Certain important water parameters can also be continuously monitored with ion specific electrodes and specific test kits manufactured by specialist companies dedicated to their manufacture. These can also be provided by the water treatment companies as a part of their value added services. Once such data are available, automated feed systems can be devised to automatically run the feed pumps as per the parameters on continuous basis. Alternately one treatment chemical parameter can be analysed and all other continuously fed chemicals can be piggy backed on that parameter as per the ratio of the treatment chemicals fixed at the start of the programme. This is a less desired mode of operation as often the ratio needs to be changed depending on the changing system conditions which will require manual intervention.

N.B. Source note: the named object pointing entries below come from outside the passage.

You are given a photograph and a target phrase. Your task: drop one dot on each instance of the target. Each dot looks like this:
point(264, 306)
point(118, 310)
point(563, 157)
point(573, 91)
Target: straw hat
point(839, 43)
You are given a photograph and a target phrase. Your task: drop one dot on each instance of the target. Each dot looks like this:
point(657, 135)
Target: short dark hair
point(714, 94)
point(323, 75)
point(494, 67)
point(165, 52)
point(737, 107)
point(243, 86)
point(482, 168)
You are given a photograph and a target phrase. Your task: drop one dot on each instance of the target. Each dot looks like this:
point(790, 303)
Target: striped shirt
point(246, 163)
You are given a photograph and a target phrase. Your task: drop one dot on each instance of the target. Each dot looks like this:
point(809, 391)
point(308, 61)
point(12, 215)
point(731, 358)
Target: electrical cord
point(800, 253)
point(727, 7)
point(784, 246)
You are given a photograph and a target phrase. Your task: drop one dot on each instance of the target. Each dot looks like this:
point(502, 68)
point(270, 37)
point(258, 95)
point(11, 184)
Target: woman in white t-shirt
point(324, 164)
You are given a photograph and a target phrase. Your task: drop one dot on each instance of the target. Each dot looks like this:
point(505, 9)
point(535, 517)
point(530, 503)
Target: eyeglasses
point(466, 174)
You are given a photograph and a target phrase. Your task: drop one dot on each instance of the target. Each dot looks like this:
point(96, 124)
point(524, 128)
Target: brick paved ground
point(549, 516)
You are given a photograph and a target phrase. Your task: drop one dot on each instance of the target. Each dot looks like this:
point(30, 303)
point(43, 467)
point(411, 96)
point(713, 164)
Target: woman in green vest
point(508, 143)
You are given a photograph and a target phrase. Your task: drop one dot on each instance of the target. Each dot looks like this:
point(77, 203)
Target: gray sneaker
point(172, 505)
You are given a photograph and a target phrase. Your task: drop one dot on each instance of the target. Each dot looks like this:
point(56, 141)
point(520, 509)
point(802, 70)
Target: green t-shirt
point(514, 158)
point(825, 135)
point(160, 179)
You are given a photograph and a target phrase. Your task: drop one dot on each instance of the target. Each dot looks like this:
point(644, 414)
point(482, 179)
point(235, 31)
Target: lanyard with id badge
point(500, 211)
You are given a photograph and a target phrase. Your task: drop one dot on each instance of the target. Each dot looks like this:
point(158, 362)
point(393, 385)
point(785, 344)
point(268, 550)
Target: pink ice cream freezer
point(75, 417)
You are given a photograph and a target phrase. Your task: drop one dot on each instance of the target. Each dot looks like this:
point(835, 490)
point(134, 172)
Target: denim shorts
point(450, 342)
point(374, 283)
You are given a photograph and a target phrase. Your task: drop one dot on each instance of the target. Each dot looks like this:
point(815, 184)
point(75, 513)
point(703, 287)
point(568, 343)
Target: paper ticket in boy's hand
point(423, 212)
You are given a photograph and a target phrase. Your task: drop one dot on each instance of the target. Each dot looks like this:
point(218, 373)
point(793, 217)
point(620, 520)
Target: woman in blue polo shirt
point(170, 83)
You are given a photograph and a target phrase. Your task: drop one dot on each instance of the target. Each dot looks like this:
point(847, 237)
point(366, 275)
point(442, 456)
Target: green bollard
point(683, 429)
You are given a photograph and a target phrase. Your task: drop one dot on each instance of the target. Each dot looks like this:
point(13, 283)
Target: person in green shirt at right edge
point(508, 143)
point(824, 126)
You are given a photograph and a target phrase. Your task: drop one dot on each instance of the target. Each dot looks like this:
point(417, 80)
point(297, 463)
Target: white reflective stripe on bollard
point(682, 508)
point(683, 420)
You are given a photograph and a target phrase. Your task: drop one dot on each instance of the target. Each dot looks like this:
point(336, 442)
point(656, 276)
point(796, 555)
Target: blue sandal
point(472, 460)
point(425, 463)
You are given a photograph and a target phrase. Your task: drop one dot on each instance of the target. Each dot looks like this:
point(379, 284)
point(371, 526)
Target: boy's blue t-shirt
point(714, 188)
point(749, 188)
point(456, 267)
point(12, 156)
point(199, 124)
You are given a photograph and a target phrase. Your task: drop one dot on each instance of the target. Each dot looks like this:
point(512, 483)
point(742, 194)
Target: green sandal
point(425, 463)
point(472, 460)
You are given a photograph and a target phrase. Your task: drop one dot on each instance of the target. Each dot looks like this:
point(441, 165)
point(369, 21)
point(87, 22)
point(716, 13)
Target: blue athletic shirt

Another interesting feed mode based on all these available data is to control the feed pumps with the help of a computer and a modem which can facilitate monitoring and operation of the feed pumps even from a remote location.
Besides vigilant monitoring these also assist in narrowing the band range of various chemicals that are maintained in the system bringing in an obvious and direct cost saving with respect to treatment chemical consumption.
This is an area where a good audit can be very handy. Of the various operational value additions like flow measurements, re-engineering, etc, the recycle of ETP water will become most important and critical in future operations.
As mentioned earlier water is increasingly becoming a very valuable and expensive resource. Its conservation and reuse will therefore be of prime importance in future operations of any plant. The reuse of ETP water is being considered and looked into by many plants all over India. In the years gone by the pollutants in the water were easily degradable and often biological degradation was sufficient. The nature of pollutants over the years has changed and with increasing amounts of non biodegradable contaminants being added the conventional treatment regime of wastewater may not be enough. The treatment philosophy will need to undergo a change depending on the nature of contaminants and biological degradation process will need to be supplemented or replaced with physico-chemical treatment systems : an area which involves most of the unit operations of chemical engineering, knowledge base for which is available in house and one need not look outwards.
ETP water, properly treated, are being used as partial make up in cooling water systems in plants where water shortage is acute and the cost excessive. There are also cases where the ETP water undergoes elaborate treatment with a final RO step and final treated water is used as boiler feed.
Ultimately, the plant and their selected water treatment company have to work as partners and pool in their combined specialist knowledge to create innovative solutions to suit the specific needs of individual installations. This, I believe, is the road to the future.